Son intérêt provient déjà de la méthode d’élaboration du livre : une équipe interdisciplinaire de dix chercheurs appartenant à différentes Eglises chrétiennes témoignant de leur annonce de la Bonne Nouvelle au cÅ“ur même des questions propres à chacun, dans leur domaine de recherche ; huit acteurs de terrain proposent des contrepoints à ces témoignages. Son intérêt provient d’autre part du choix des questions travaillées, le processus d’individualisation des personnes, les modes d’appartenance ecclésiale, les questions bioéthiques que posent la naissance et la mort, les liens entre santé et salut, le rôle des communautés dans l’économie et les médias, l’importance de la liberté religieuse et du dialogue dans le témoignage chrétien.

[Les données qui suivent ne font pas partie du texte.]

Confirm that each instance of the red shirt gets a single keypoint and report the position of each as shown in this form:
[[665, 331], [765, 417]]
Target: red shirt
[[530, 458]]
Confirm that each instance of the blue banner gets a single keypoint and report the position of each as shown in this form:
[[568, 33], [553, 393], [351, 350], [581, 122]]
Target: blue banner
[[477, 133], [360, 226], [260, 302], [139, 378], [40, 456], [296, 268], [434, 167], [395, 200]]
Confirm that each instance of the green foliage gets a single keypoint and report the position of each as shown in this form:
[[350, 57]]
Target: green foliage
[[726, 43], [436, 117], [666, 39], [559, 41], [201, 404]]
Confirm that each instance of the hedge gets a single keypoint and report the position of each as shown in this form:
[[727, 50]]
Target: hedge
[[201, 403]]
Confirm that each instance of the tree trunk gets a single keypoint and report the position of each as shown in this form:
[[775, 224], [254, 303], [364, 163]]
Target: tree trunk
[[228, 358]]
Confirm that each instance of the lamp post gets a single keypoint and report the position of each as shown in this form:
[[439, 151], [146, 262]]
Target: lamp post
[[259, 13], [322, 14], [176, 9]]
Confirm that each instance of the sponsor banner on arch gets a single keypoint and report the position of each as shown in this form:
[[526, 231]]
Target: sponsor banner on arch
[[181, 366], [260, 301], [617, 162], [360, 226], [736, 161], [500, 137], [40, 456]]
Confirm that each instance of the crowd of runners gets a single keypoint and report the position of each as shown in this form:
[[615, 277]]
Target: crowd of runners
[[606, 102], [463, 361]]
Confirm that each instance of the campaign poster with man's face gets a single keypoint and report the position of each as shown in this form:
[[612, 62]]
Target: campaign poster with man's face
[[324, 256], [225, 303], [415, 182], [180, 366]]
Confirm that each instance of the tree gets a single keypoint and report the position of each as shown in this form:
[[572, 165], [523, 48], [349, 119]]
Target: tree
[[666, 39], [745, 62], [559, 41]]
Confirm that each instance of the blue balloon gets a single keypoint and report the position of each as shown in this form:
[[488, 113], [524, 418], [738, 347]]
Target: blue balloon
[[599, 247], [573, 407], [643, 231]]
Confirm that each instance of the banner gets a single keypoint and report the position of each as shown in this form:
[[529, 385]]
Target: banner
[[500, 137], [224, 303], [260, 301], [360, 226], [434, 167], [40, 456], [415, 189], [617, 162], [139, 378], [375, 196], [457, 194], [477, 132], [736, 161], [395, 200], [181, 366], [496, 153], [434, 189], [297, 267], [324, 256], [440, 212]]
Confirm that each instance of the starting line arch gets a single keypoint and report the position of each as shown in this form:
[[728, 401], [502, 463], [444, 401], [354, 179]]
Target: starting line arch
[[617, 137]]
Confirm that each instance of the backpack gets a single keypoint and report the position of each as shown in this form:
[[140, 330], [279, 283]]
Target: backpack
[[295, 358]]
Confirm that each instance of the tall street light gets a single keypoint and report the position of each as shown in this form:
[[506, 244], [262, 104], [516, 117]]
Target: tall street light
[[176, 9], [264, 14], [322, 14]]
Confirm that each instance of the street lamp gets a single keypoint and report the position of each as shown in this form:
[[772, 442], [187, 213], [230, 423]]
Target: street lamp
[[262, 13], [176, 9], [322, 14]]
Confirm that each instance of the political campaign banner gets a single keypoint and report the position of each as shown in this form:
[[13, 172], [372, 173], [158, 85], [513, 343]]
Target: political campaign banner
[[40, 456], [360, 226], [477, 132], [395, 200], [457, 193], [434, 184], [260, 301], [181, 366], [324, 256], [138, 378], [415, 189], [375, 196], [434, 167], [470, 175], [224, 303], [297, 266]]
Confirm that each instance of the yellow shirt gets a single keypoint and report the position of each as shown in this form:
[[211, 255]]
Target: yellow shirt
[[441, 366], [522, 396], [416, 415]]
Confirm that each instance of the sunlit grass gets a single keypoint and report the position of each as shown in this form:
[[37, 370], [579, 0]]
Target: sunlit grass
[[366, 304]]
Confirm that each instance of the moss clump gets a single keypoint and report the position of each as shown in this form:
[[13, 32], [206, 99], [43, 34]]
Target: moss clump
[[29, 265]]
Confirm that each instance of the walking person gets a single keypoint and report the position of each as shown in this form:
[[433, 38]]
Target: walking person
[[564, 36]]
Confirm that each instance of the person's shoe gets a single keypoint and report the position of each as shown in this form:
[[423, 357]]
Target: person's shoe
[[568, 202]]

L’intérêt du livre vient surtout du dépaysement qu’il suscite par sa manière d’aborder les questions de société liées à la mission. Voici quelques thèmes qui témoignent de la richesse de ce livre : renouvellement dans la manière de traiter l’appartenance, appartenance à une confession ecclésiale et appartenance à l’humanité, nécessaire pour fonder la structuration des identités ; la critique de la hantise du prosélytisme paralysant l’élan missionnaire ; de nouveaux chemins vers une subjectivité humaine qui intègre le lien social et vers un universel qui se découvre dans la rencontre. Autour des énigmes de la naissance et de la mort, la mission qui est faite d’un respect fondamental de la vie humaine, qui, face à une demande de mort, "atteste à l’autre, dans sa plus grande faiblesse, qu’il est encore quelqu’un de digne devant Dieu et devant nous", qui résiste à la tentation de faire naître des enfants comme des objets. Le chemin est étroit, face aux médias, entre une attitude apocalyptique résistant à la dictature médiatique et une attitude sapientielle qui souligne la chance pour le lien social de ce nouveau mode de communication ; et la mission y est de rappeler l’importance de la distance et de la médiation là où les médias mettent sous l’emprise de l’immédiat. Les défis de l’économie aujourd’hui appellent une double réponse, un travail d’accompagnement critique, dans la mesure où, au niveau macro-économique aujourd’hui, il n’y a pas de réponse politique globale, et d’autre part la mise en place de pratiques sociales concrètes initiant des changements sociaux. Au-delà des ambiguïtés d’un discours sur le dialogue interreligieux, il nous est proposé une réflexion sur le nécessaire soutien de la liberté religieuse en chaque tradition et sur le service de guérison des blessures de notre culture et société liées à leurs difficultés de rencontre de l’autre.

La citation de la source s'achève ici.